In today’s briefing:
- Nihon M&A: Earnings Drop Due to New Revenue Recognition Criteria; Guidance Seems Unrealistic
- Takara Bio (4974 JP): FY23 Looks Uncertain as COVID-19 PCR Testing Number Decline Is Inevitable
Nihon M&A: Earnings Drop Due to New Revenue Recognition Criteria; Guidance Seems Unrealistic
- Nihon M&A Center (2127 JP) reported 4QFY03/2022 results last week. Revenue declined 20.5% YoY to JPY6.1bn (vs consensus JPY7.6bn) while OP decreased 60.3% YoY to JPY889m (vs consensus JPY3.1bn)
- Revenue for FY03/2022 increased 16.1% YoY to JPY40.4bn (vs guidance JPY39.bn) while OP increased 7.1% YoY to JPY16.4bn (vs guidance JPY18bn).
- The company also announced in December last year that there were irregularities in recording sales and the share price has declined 47% since then.

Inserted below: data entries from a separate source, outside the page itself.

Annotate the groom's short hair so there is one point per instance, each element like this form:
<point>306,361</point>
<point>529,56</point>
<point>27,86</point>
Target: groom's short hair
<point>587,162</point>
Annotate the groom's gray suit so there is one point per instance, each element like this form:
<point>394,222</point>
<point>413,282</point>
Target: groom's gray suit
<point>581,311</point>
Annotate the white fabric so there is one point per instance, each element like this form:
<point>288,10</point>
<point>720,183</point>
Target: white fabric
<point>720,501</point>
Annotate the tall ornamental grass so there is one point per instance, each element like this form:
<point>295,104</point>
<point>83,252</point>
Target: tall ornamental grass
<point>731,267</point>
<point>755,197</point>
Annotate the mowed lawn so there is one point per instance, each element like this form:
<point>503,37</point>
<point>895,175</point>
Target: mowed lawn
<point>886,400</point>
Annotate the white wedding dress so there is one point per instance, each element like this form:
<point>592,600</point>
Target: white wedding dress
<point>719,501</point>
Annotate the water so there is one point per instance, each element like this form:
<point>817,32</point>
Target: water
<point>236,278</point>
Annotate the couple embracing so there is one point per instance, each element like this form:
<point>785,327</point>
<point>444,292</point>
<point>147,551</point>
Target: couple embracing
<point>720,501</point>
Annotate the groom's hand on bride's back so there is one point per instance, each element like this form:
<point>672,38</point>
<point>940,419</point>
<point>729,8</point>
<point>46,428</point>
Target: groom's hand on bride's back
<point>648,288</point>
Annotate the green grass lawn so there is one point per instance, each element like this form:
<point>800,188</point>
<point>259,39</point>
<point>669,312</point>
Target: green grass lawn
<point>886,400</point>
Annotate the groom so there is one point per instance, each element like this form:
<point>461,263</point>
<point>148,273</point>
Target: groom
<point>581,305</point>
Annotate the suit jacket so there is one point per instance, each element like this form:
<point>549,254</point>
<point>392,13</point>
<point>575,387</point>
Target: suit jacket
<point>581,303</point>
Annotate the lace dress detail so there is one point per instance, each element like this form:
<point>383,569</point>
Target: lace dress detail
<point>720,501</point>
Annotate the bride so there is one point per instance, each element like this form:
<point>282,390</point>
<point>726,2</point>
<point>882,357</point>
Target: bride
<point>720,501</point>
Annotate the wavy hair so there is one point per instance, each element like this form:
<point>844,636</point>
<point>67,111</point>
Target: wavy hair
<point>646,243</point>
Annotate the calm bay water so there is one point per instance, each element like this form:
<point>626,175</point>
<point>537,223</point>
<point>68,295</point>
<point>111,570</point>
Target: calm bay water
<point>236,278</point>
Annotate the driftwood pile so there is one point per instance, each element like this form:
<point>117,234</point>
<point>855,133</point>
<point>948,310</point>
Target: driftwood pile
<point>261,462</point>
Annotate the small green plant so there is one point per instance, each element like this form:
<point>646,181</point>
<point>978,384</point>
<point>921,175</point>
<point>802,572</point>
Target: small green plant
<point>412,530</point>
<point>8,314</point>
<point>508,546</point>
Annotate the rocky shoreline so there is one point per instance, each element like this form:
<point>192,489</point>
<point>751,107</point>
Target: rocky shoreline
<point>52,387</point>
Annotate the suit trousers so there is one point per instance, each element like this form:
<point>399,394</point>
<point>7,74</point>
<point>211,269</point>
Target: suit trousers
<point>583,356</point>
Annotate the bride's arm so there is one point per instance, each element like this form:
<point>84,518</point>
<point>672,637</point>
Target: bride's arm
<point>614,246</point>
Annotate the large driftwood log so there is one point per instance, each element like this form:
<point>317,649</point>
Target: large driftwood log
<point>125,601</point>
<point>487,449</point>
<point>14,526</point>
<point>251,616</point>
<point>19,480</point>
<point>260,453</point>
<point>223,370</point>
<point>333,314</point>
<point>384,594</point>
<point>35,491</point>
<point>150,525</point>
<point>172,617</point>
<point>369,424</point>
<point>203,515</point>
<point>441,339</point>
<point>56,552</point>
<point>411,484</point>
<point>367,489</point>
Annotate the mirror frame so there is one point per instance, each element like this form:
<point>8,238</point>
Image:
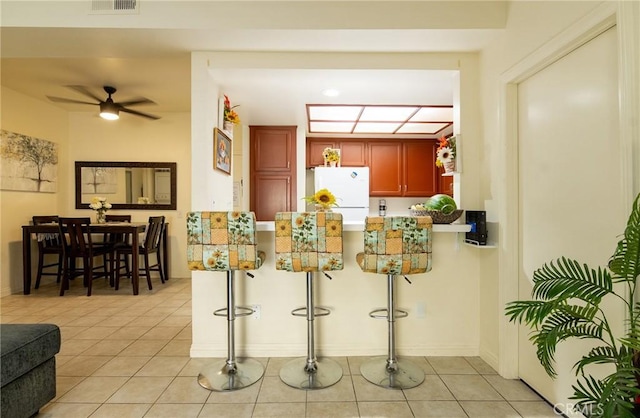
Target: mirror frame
<point>129,164</point>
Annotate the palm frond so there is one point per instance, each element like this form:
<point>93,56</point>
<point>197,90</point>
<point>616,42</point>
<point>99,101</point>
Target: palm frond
<point>565,278</point>
<point>625,262</point>
<point>531,312</point>
<point>609,397</point>
<point>597,355</point>
<point>559,326</point>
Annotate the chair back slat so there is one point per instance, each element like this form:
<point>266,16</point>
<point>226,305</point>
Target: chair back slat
<point>78,238</point>
<point>222,241</point>
<point>48,240</point>
<point>397,245</point>
<point>153,232</point>
<point>308,241</point>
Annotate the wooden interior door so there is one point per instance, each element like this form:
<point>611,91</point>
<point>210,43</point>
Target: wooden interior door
<point>273,170</point>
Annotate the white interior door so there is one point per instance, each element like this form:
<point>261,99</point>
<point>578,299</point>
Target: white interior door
<point>570,195</point>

Takara Bio (4974 JP): FY23 Looks Uncertain as COVID-19 PCR Testing Number Decline Is Inevitable
- Takara Bio Inc (4974 JP) reported 55% y/y growth in revenue during the first nine months of FY22, mainly driven by 129% y/y surge in COVID-19 PCR test reagent revenue.
- Although Takara Bio is likely to beat its FY22 guidance, uncertainty is prevailing for revenue earning potential beyond FY22, when the COVID-19 test demand will fade away.
- We would stay away from this idea for now and wait on the sideline for a clarity of growth potential and recovery in the base business in FY23 and beyond.